Что вы вздрогнули, детка, — не Армагеддон.
Это яростный рев похотливых валторн
в честь одной безвозвратно погибшей, хоть юной, особы.
И не вздумайте дёрнуть крест-накрест рукой,
вам же нравится пропасть — так рвитесь за мной.
Будет бал в любострастии ложа из приторной сдобы.
Плошки с беличьим жиром во мраке призывно мерцают —
канделябры свихнувшейся, пряной, развратной любви.
Шаг с карниза, рывок на асфальт, где червем отмокает
прах решенья бороться с вакхическим пульсом в крови.
— Но вы же… ходили на лов, чертили… — Пинна с трудом отдала себе отчет в том, что этот человек… то есть, нечеловек… по-настоящему интересен ей.
— Понимаете, Инна Сергеевна, дело не в привычке к ручному труду — она-то как раз у меня была. Дело в языке, культуре, в манере двигаться, наконец. Вы этого не застали, это кончилось задолго до Поворота, но реформы Петра разрезали страну надвое. Мне легче было бы стать своим среди эскимосов, чем, скажем, среди уроженцев какого-нибудь московского посада или рабочего пригорода — а уж про деревню лучше и не вспоминать.
— Но вы как-то смогли… приспособиться? Не уехали за границу, не…
— Страна всё-таки очень большая. И потом, старшего после 100–120 лет достаточно трудно убить. Меня несколько раз расстреливали. — Волков фыркнул, — разумнее было позволить им это сделать, чем дать им понять, что я такое. Это были люди без предрассудков, они бы с удовольствием меня использовали. Да, лет 20 было очень плохо, а потом началась очередная мировая война, после нее уже стало легче.
Он поднял на Пинну свои круглые глаза и странно моргнул.
— Уж не жалеете ли вы меня часом, Инна Сергевна? Не надо. У меня был выход. Для меня отвратительный, но верный: или гарантированная смерть, или превращение обратно в человека, а потом — всё-таки гарантированная смерть, ибо люди смертны. Я кровопийца не в силу превозмогших меня обстоятельств, а по своему выбору. И сейчас я на охоте.
— Почему он для вас отвратителен?
Волков снова запустил камешком в озеро — и, к огромному удивлению Пинны, промазал: с резким всплеском и похожим на лезвие фонтанчиком брызг камень ушел в воду, как пуля.

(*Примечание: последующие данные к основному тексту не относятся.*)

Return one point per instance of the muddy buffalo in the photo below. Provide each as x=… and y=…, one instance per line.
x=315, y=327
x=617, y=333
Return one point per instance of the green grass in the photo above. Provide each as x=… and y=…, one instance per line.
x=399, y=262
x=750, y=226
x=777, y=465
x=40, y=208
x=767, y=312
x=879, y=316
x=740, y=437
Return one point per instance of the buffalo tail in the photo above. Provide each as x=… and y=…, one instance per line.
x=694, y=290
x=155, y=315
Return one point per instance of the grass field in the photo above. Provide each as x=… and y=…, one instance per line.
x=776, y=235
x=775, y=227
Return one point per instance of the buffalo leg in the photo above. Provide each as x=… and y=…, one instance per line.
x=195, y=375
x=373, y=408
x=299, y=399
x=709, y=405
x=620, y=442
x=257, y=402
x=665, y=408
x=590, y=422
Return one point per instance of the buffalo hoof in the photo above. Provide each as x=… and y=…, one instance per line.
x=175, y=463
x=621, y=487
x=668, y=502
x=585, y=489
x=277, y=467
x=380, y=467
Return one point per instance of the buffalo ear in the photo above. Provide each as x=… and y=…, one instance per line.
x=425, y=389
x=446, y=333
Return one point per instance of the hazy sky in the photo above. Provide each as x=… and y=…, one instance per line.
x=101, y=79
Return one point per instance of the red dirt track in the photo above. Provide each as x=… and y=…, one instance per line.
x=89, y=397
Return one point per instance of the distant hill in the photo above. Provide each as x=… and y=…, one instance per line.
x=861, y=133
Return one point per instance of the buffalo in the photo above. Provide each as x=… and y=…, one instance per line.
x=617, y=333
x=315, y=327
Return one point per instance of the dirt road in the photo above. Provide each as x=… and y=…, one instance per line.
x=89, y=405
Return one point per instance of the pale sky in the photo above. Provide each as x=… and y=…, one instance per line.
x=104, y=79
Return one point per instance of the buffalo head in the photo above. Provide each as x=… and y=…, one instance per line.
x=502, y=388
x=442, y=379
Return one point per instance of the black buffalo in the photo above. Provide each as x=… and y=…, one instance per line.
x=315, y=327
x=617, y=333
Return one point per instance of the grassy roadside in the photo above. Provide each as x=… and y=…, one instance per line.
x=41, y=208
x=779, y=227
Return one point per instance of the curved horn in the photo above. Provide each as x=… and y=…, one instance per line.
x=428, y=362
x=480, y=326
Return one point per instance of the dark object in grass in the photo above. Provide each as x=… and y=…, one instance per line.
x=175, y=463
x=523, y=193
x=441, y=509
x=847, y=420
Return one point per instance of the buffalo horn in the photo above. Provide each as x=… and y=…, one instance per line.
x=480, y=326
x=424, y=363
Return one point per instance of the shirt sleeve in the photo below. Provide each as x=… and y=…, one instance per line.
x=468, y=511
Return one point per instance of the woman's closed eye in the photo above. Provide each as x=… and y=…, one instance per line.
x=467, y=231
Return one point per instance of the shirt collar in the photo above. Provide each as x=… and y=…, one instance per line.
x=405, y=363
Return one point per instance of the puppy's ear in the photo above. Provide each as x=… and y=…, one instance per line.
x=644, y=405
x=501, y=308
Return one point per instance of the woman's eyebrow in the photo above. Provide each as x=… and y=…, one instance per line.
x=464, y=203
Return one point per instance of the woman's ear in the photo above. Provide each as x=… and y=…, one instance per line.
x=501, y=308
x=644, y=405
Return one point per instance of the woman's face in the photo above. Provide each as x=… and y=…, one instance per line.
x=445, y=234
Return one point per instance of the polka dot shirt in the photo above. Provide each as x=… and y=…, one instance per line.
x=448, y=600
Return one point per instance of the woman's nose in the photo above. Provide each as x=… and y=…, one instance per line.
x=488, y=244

— Во-первых, он требует от меня поклониться существу, которое прошло мимо меня, когда даже упырь задержался и помог. В качестве оправдания мне говорят, что это существо прошло так же мимо собственного Сына — но это их дела. Я знаю, что оно есть, и что оно могущественно, но отказываюсь признать его добрым, и уж тем более отказываю ему в праве судить, а значит, и прощать, меня. Если их доктрина верна и этот великий Никто осудит меня на вечные муки — так тому и быть. Он будет не первым, кто пытался меня порвать на части из соображений высшего блага. И пусть мне уже никто не поможет; но никто и не помешает относиться к тому, кто все это устроил, с чем-либо кроме презрения. Это во-первых. Во-вторых, я не хочу быть человеком. Слишком много я этой породы насмотрелся, во всех видах. Мы не зря называем себя старшими, Инна Сергевна, потому что люди, в большинстве своем, дети. У них мелкие, детские интересы и мелкие, детские свары. Когда нас арестовали, наше немудрящее добро растащили соседи: все знали, что из тайной канцелярии живыми не выходят, чего добру пропадать? Я даже не был в обиде, когда узнал: разве можно обижаться на ребенка, который тащит у тебя табакерку, думая, что это игрушка?